Nooragha Zadran, now 18 and living in this country, says that when he was only five, his parents were killed when a bomb struck their Afghan home. Forced to fend for his younger brother by begging, he left the boy in a playground and never found him again.
Pretty bad, eh? A Judge, Nigel Seed QC, thought it bad enough to spare Zadran prison after he was convicted of playing an active part in the violent disorders which convulsed Britain 13 months ago.
The Judge suspended his sentence, saying : ‘No other defendant will have appeared in front of the courts in such circumstances. That is why you are not being sentenced to two to three years in prison.’
What struck me about this case – apart from the rank ingratitude of throwing missiles at the police, in a country which has given you shelter – was this.

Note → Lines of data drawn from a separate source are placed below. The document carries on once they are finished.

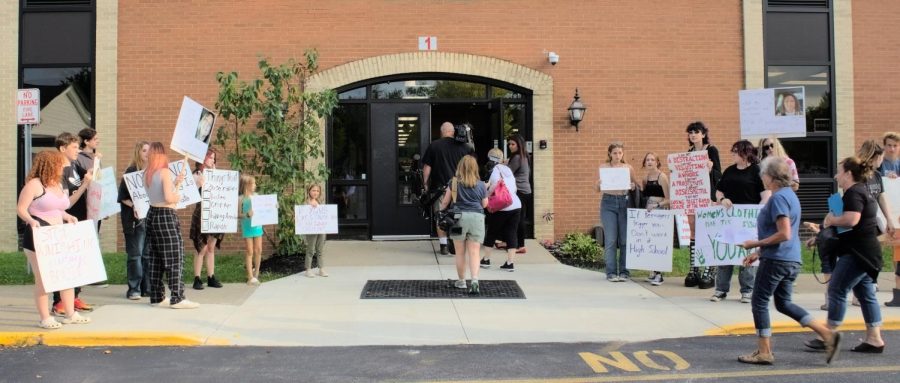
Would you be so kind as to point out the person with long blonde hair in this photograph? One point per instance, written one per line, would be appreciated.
(164, 231)
(135, 231)
(468, 196)
(43, 202)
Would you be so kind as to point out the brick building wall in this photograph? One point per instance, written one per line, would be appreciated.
(644, 71)
(876, 54)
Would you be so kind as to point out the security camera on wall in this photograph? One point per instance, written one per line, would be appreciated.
(553, 58)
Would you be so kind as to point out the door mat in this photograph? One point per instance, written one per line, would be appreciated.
(439, 289)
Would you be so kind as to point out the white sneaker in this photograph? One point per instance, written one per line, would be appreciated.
(185, 304)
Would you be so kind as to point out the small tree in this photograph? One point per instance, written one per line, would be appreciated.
(286, 139)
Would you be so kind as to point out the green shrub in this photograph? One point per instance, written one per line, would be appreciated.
(581, 247)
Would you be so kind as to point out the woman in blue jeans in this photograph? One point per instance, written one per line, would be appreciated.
(859, 257)
(778, 230)
(613, 214)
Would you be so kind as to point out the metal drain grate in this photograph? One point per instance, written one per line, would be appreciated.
(437, 289)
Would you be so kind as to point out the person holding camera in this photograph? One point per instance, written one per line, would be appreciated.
(440, 164)
(467, 197)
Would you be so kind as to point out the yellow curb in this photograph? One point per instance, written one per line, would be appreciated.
(112, 339)
(892, 323)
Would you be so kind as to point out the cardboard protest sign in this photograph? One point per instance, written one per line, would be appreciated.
(134, 182)
(265, 210)
(773, 112)
(683, 228)
(649, 240)
(102, 195)
(318, 220)
(68, 255)
(716, 227)
(193, 130)
(615, 179)
(219, 201)
(689, 185)
(190, 193)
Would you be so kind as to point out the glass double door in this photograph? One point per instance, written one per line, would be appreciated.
(400, 134)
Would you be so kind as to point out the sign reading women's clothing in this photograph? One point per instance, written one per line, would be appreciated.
(102, 199)
(321, 219)
(265, 210)
(775, 112)
(719, 231)
(649, 240)
(68, 255)
(193, 130)
(219, 202)
(689, 186)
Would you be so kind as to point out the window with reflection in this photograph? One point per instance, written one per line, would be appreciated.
(408, 149)
(349, 142)
(815, 79)
(429, 89)
(350, 200)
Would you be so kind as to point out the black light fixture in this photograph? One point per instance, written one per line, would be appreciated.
(576, 111)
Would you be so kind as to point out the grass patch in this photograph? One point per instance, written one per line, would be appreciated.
(229, 269)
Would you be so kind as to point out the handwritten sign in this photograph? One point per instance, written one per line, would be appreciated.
(717, 226)
(68, 255)
(318, 220)
(134, 182)
(683, 228)
(265, 210)
(219, 202)
(615, 179)
(193, 130)
(102, 195)
(190, 193)
(772, 112)
(689, 185)
(649, 240)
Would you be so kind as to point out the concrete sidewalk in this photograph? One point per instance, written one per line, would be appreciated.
(564, 304)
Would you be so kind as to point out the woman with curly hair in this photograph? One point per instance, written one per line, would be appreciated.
(43, 202)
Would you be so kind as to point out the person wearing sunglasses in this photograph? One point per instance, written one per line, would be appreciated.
(771, 146)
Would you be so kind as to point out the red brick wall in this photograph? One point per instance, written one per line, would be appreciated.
(644, 69)
(876, 54)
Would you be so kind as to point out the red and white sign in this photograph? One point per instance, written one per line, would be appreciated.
(28, 106)
(427, 43)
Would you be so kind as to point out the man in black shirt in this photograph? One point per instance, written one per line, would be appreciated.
(439, 166)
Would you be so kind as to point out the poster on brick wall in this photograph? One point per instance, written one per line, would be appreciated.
(720, 230)
(68, 255)
(321, 219)
(649, 240)
(778, 112)
(193, 130)
(219, 201)
(689, 185)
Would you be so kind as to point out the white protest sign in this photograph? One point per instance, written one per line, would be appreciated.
(193, 130)
(102, 198)
(683, 228)
(28, 106)
(715, 225)
(134, 182)
(319, 220)
(615, 179)
(649, 240)
(689, 185)
(219, 201)
(68, 255)
(265, 210)
(773, 112)
(190, 193)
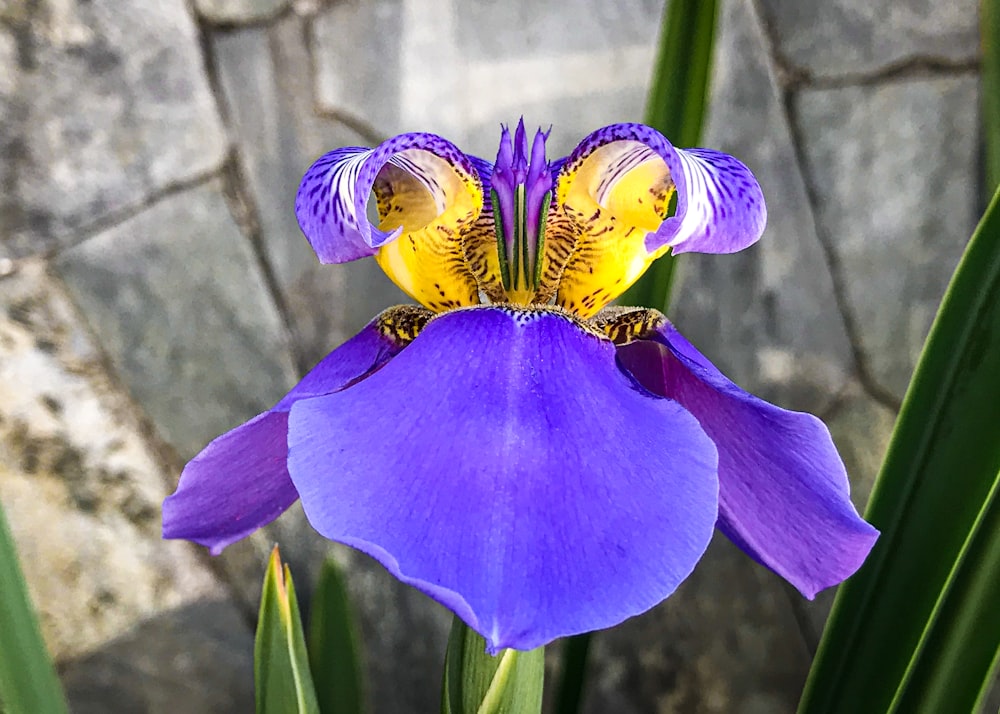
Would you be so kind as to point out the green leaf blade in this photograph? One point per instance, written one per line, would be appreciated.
(477, 683)
(934, 502)
(334, 650)
(28, 682)
(989, 30)
(281, 664)
(676, 106)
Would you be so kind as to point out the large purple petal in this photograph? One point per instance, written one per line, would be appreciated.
(332, 201)
(239, 482)
(783, 491)
(504, 465)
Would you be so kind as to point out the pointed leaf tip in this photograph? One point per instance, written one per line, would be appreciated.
(281, 663)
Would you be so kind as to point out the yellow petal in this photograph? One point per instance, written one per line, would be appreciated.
(433, 202)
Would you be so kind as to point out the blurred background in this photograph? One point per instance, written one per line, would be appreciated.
(155, 291)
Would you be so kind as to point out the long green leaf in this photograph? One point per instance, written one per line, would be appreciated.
(917, 627)
(478, 683)
(281, 664)
(676, 108)
(28, 682)
(989, 30)
(334, 653)
(574, 676)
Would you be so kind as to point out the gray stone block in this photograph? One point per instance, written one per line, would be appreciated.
(829, 39)
(767, 316)
(197, 659)
(500, 31)
(358, 52)
(73, 455)
(178, 301)
(106, 104)
(895, 167)
(725, 642)
(264, 74)
(239, 11)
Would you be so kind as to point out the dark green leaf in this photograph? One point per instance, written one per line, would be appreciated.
(676, 108)
(334, 654)
(916, 629)
(574, 674)
(281, 665)
(28, 682)
(476, 683)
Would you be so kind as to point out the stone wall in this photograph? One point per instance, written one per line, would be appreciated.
(155, 290)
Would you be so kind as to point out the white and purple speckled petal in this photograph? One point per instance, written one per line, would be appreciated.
(720, 206)
(332, 201)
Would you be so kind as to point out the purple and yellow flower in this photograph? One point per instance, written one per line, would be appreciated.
(538, 462)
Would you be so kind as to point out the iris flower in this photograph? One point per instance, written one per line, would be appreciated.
(540, 463)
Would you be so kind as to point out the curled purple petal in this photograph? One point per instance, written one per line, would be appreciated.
(720, 207)
(239, 482)
(504, 465)
(783, 490)
(332, 202)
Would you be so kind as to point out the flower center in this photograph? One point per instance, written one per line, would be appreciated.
(521, 194)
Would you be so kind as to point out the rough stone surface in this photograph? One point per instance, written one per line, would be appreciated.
(437, 71)
(72, 454)
(238, 11)
(724, 642)
(919, 138)
(358, 51)
(109, 105)
(177, 298)
(862, 36)
(767, 316)
(264, 75)
(197, 659)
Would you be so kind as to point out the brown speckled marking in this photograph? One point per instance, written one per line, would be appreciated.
(403, 323)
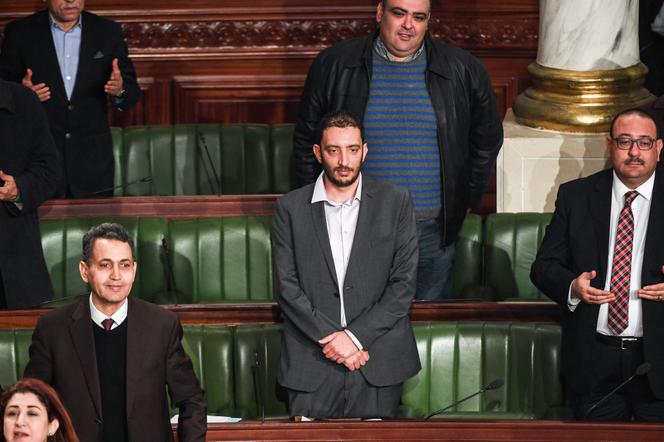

We have just rightly celebrated the triumphs of hundreds of Paralympic athletes. Each of them has an excuse for almost any bad act, or any failure. Some were born without limbs, or disadvantaged in other important ways, doomed to live in an unkind and impatient world which even now is not as generous to them as it would like to believe. Some were almost destroyed by diseases. Others were terribly injured in peace or war.
But we admire them, and honour them, precisely because they chose not to sulk or retreat into self-pity, or to use their problem as an excuse.
Of course, not all disabled people can be Paralympians, though I hope it is open to all of them – as it is to physically healthy people who undergo severe misfortune - to embrace the same spirit and live their lives with grit and courage.
In that case is it not equally true that even those who have had terrible childhood experiences, such as Nooragah Zadran, can rise above them?
What then is Judge Nigel Seed saying to those who experienced all kinds of horrors of war, deprivation and neglect, yet still manage to become good, law-abiding citizens of the country that has taken them in?
What in general is our justice system saying to those who, in grief or pain or loss or tragedy, have sought to cancel out their misfortunes or their tragedies by doing good to others, and by living exemplary lives?
Is it kind or wise to accept excuses, and encourage the making of excuses? Don’t we all know in our hearts that our own actions are our own fault, and we must take the blame for them?